Paulo Roberto Gomes Fernandes, CEO e fundador da Liderroll, compreendeu cedo que a presença em mercados europeus exigiria mais do que produtos competitivos e patentes reconhecidas. Exigiria um interlocutor local com conhecimento do ambiente regulatório, das práticas comerciais e das redes de relacionamento específicas de cada país. A parceria com a Daslik, empresa holandesa, foi a resposta encontrada para estruturar a representação da Liderroll na Europa de forma sustentável e tecnicamente qualificada.
Por que um parceiro local faz diferença na Europa?

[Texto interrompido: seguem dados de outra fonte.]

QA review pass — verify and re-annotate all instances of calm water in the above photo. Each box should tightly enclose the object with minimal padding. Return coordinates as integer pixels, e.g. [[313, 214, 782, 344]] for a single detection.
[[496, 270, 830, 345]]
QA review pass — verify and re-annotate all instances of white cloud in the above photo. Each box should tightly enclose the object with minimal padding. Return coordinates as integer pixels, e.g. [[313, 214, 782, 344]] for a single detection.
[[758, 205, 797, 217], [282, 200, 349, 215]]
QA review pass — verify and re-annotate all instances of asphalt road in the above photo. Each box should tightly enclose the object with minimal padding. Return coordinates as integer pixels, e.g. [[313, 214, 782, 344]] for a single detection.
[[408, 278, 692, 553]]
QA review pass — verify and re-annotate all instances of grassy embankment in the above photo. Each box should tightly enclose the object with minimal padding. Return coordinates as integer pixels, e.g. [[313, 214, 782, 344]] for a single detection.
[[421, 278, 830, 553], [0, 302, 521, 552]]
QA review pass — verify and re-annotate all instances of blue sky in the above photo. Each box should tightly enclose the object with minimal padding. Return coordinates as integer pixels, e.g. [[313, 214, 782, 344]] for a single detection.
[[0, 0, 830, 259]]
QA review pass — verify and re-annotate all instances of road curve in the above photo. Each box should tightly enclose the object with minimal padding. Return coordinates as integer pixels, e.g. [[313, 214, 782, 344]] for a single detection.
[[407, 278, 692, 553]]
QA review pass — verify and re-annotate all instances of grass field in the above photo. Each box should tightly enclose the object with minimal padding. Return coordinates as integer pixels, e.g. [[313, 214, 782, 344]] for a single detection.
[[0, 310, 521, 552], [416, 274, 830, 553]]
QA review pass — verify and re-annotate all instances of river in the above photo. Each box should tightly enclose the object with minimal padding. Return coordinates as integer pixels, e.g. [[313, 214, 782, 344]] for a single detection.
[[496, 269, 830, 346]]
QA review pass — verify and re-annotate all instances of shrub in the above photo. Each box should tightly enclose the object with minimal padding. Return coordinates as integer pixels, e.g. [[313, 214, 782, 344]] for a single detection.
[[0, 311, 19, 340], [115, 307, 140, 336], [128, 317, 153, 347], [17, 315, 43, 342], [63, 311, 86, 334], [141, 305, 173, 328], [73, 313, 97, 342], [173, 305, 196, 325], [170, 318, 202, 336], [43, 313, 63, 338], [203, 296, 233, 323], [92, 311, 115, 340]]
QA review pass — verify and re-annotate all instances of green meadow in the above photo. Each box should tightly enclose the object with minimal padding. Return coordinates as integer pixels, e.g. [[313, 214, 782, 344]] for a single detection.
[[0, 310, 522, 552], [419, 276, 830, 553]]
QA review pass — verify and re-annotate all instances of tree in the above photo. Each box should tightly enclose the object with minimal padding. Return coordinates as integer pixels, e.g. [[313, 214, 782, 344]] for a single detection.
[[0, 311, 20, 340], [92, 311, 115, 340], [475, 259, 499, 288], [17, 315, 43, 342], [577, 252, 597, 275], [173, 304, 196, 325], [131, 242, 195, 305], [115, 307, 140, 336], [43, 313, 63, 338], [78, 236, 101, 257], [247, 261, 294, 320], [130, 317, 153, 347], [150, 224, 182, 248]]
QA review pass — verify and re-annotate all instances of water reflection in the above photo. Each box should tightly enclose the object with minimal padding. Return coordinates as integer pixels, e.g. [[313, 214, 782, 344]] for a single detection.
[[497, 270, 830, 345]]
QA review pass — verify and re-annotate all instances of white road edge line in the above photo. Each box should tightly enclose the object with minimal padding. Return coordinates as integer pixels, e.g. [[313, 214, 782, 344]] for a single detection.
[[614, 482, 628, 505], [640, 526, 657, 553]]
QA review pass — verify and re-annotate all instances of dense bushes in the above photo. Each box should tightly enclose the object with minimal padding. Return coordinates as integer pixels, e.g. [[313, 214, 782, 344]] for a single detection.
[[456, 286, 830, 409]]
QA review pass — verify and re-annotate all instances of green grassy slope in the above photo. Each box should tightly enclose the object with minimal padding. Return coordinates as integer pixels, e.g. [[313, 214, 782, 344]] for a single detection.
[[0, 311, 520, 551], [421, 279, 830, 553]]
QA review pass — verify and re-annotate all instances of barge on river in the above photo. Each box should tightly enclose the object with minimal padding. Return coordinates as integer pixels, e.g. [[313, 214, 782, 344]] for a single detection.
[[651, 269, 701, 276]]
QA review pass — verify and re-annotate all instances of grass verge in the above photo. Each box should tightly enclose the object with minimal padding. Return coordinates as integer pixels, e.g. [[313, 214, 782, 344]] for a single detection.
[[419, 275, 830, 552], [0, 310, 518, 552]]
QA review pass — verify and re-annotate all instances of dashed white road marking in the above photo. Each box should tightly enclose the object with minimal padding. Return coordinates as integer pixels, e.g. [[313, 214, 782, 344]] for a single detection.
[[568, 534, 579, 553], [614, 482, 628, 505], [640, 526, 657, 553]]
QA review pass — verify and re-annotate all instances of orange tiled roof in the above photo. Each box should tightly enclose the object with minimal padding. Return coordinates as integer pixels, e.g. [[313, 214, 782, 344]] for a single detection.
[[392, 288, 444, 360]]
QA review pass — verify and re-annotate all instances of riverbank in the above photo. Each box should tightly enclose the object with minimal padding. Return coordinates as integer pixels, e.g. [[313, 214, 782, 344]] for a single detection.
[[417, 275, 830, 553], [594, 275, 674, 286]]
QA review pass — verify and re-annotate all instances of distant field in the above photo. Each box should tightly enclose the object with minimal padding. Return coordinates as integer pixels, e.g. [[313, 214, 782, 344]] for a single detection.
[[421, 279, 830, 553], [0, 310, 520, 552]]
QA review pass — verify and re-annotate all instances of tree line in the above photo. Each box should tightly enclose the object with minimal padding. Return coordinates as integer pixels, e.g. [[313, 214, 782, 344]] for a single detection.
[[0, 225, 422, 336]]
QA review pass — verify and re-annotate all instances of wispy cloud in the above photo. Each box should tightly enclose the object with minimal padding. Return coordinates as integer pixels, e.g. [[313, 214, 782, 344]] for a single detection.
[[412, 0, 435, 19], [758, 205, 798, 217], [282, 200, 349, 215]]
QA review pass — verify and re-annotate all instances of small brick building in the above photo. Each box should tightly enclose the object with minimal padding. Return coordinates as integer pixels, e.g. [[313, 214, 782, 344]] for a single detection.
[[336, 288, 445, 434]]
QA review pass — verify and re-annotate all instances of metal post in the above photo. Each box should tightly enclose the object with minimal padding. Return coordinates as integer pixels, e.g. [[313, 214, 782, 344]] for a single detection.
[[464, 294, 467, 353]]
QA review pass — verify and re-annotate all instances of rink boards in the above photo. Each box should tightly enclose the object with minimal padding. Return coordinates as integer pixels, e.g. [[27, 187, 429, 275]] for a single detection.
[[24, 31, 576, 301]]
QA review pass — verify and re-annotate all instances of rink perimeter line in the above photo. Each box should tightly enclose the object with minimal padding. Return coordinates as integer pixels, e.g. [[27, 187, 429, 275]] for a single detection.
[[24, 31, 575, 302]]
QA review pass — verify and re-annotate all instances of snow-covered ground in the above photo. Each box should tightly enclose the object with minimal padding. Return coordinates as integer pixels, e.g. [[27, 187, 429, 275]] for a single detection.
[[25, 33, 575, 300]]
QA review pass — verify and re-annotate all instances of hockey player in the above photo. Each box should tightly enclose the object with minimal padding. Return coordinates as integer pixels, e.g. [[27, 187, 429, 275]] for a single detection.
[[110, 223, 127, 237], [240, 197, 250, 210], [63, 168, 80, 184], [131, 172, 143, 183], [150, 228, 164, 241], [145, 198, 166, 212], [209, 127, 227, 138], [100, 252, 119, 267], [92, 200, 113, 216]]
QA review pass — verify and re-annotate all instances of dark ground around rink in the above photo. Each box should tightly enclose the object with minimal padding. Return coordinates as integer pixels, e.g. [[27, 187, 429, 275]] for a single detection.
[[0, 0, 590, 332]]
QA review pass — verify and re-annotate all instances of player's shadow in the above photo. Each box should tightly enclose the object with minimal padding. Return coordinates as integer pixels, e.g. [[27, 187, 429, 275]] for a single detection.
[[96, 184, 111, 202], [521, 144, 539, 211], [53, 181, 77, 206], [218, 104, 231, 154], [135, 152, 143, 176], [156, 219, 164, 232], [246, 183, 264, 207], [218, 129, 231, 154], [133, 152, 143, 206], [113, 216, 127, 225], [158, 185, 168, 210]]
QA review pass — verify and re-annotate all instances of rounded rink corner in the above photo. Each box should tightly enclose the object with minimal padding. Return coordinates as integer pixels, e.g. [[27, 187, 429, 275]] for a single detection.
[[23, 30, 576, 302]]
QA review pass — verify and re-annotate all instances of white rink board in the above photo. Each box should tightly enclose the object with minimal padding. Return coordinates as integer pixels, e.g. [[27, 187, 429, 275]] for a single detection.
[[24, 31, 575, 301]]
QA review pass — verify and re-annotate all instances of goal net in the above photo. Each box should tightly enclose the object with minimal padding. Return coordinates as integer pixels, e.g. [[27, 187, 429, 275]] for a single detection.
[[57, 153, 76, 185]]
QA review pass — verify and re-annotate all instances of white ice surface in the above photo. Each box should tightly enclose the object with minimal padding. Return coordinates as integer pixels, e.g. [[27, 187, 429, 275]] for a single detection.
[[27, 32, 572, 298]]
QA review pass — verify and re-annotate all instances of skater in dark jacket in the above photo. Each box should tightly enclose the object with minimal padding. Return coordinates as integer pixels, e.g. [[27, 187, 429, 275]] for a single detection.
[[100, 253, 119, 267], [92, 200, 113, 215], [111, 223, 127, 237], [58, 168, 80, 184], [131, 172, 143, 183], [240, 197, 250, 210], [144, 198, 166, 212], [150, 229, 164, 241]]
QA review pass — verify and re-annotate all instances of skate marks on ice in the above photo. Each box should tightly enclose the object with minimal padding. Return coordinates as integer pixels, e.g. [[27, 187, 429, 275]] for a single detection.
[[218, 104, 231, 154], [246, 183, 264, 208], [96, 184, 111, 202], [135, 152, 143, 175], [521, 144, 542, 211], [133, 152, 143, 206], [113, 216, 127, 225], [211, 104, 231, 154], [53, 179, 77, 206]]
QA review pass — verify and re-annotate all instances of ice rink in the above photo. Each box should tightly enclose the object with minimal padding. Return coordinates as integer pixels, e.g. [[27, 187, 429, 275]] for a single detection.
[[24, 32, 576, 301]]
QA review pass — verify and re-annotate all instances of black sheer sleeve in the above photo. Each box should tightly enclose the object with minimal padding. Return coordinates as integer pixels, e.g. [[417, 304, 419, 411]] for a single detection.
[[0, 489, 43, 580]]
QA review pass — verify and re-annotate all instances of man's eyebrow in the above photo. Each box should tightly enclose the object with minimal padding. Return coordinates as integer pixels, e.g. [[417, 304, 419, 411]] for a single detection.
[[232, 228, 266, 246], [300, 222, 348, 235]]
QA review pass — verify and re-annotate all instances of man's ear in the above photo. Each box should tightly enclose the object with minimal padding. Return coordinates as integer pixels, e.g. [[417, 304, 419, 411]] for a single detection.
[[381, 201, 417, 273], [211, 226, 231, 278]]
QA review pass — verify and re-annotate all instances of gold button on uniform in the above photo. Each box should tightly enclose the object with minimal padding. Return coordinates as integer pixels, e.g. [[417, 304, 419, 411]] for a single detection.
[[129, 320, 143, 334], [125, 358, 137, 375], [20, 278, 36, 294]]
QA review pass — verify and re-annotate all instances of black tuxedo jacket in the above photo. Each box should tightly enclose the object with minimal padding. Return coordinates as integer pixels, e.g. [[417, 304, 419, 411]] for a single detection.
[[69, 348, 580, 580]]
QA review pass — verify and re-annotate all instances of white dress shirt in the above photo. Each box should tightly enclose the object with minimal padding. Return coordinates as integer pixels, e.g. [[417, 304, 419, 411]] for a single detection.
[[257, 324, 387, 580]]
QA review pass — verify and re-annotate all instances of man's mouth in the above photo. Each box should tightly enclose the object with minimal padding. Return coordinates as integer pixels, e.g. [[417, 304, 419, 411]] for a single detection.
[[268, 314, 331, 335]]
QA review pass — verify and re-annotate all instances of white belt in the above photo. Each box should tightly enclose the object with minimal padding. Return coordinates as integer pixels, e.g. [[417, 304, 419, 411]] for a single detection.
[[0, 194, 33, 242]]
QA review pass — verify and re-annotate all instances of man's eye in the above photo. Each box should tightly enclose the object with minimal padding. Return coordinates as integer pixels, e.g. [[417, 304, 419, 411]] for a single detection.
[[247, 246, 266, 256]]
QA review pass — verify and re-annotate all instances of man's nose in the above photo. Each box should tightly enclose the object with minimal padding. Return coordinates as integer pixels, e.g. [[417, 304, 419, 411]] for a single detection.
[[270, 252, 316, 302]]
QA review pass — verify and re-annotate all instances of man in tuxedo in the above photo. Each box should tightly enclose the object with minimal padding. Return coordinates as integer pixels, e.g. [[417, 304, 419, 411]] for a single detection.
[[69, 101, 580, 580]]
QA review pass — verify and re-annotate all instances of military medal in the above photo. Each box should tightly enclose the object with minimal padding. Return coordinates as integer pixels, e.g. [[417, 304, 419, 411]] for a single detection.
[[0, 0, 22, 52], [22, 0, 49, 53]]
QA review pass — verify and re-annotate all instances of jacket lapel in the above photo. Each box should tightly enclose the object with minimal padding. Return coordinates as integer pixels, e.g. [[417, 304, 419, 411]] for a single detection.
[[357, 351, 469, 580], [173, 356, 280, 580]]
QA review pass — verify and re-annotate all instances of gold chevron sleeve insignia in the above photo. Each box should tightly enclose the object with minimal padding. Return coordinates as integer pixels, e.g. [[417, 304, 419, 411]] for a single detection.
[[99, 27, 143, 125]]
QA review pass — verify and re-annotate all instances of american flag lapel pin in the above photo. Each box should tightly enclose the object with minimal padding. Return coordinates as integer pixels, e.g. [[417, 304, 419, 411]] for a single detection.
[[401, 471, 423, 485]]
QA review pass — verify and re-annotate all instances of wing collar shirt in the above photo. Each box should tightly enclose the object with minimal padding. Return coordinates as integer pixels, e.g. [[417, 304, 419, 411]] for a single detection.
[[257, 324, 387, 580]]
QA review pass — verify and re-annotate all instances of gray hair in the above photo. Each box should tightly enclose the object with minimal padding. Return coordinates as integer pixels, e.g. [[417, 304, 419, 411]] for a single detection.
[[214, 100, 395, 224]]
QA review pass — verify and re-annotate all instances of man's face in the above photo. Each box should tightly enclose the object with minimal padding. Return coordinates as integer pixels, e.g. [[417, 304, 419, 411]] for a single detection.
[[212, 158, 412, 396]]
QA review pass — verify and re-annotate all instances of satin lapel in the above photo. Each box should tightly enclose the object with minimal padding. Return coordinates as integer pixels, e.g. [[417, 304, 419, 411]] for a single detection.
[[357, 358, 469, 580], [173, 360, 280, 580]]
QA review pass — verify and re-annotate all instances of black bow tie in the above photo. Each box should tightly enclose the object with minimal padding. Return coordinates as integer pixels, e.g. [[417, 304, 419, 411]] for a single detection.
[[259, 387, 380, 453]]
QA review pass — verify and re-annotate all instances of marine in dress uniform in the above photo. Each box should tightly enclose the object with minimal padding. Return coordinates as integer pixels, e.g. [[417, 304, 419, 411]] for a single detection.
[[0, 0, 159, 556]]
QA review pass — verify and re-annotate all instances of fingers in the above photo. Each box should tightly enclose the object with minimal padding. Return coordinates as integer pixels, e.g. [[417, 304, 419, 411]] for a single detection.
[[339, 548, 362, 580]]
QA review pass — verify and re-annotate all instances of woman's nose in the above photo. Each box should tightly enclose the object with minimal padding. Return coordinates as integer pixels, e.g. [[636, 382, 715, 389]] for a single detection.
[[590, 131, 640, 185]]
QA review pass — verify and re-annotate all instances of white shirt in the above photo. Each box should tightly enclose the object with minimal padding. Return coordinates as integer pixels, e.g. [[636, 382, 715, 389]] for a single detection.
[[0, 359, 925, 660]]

O mercado europeu de infraestrutura energética é fragmentado em termos regulatórios e culturalmente diverso. O que funciona como abordagem comercial em Portugal não necessariamente funciona na Holanda ou na Alemanha. As exigências de certificação variam entre países, e as redes de relacionamento que facilitam o acesso a projetos são construídas localmente ao longo de anos.
Paulo Roberto Gomes Fernandes reconhece que tentar operar nesses mercados diretamente a partir do Brasil, sem um representante local com credibilidade estabelecida, significaria recomeçar do zero em cada país. A Daslik trouxe o conhecimento do terreno que a Liderroll não teria condições de construir rapidamente por conta própria.
Além disso, a presença de um representante europeu confere à empresa uma credibilidade operacional perante clientes que valorizam a disponibilidade de suporte técnico próximo, sem depender de deslocamentos intercontinentais para cada demanda.
O modelo de representação e suas responsabilidades
A Daslik assumiu a representação da Liderroll na Europa com funções que vão além da prospecção comercial. A empresa holandesa atua na interface com clientes e potenciais parceiros, apresenta as tecnologias da Liderroll em eventos e reuniões técnicas e apoia a adaptação das propostas às exigências normativas locais.
Para Paulo Roberto Gomes Fernandes, o critério central na escolha de um representante internacional é a competência técnica. Um parceiro que não compreende profundamente as tecnologias que representa não consegue conduzir discussões com engenheiros de grandes operadoras europeias, em que o nível de questionamento técnico é elevado.

A Daslik participou, inclusive, de eventos em Houston, ampliando sua atuação para além da Europa e fortalecendo a rede de contatos da Liderroll em mercados americanos, nos quais a empresa holandesa também possuía relacionamentos estabelecidos.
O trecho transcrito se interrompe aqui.